That said, the award of the death sentence even in the most heinous cases ought to be the exception rather than the norm. Indian courts have shown great sensitivity at the middle and higher levels of judiciary, invariably leaning towards commuting death sentence to life imprisonment. But as the apex court noted on Monday, certain steps need to be prescribed to ensure that all aspects relevant to the mitigation of the offence in question need to be necessarily taken on board before the award of capital punishment. It was pointed out that lower courts often award the death sentence on the same day as convicting an accused, thus not allowing him to present mitigating circumstances for his crime. The bench noted that clarity was required on the minimum time required between conviction and the award of death sentence, and the procedure duly spelled out for consideration of all mitigating circumstances against the death sentence.

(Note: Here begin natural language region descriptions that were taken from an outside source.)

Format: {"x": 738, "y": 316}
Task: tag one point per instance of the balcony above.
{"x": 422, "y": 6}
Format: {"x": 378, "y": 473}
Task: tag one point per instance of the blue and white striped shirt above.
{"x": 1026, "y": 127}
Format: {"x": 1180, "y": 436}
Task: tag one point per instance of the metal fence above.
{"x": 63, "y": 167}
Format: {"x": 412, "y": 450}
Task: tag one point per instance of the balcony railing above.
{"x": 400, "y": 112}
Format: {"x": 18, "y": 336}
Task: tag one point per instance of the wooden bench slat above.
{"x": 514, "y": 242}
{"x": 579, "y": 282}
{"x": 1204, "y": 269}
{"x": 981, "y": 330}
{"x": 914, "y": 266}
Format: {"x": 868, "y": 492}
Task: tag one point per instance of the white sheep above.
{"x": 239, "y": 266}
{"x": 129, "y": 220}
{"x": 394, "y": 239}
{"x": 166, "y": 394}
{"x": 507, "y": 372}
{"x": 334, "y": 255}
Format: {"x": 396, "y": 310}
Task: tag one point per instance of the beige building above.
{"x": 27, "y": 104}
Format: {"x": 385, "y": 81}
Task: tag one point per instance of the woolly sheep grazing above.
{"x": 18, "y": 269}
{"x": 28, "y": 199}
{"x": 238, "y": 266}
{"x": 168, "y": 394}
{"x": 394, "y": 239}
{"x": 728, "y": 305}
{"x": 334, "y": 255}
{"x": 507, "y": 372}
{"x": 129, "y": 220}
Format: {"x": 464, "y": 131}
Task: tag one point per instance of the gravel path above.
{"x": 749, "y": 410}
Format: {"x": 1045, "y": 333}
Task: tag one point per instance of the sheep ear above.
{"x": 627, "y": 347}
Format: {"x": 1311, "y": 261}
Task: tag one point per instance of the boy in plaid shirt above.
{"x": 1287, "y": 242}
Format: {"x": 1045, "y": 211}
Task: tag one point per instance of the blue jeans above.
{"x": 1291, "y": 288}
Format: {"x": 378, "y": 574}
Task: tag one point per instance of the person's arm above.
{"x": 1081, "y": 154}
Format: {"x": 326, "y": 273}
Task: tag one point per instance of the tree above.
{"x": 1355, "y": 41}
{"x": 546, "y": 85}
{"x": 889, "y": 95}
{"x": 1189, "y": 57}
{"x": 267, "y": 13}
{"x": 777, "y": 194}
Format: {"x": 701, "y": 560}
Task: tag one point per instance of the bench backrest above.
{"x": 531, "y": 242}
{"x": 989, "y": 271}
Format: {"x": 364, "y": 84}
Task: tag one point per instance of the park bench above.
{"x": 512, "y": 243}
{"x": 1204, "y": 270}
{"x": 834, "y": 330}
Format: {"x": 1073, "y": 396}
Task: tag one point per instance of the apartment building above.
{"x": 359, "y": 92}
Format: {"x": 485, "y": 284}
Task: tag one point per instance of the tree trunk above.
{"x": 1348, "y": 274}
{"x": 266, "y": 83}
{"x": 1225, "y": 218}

Another point for the proposed five-member Constitution Bench to consider in such cases involving capital punishment is for the trial courts to insist on getting all relevant information from jail authorities, mental health experts, psychologists, etc, before awarding the death sentence. At the trial stage such mitigating circumstances rarely get a mention. It is only at the appeals stage after the conviction that the trial court has an opportunity to weigh all such circumstances before determining the quantum of punishment. The prosecution in any case is interested in securing the death sentence for the accused, adding these orders as feathers in their prosecutorial hat.

Another relevant aspect germane to the issue is the unconscionably long time gap between the award of death sentence and the disposal of the appeal against it. Convicts have been known to rot in jails on death row for years before the courts pronounce the final word in their cases. Whether a mechanism can be devised to grant death row cases priority even in the terribly clogged judicial system also needs to be considered.

At present all manner of cases, serious and unserious, are brought before the apex court under the general rubric of public-interest litigation (PIL). This novel judicial device, which first broadened the citizens’ rights and focused on some of the most egregious conduct of the executive, for instance, the case concerning the Bhagalpur blindings in the 1980s, has now been abused by vested interests to settle personal scores or further corporate interests. Besides, the courts too have fallen for empire-building, hearing cases which by no stretch of the imagination require judicial intervention — for instance, deciding on the height of a hydro-power dam. The courts lack domain expertise in a whole lot of issues which they routinely agree to consider as PIL. This should be discouraged. In short, detailed guidelines on what can and cannot be heard as PIL too are required to be spelt out.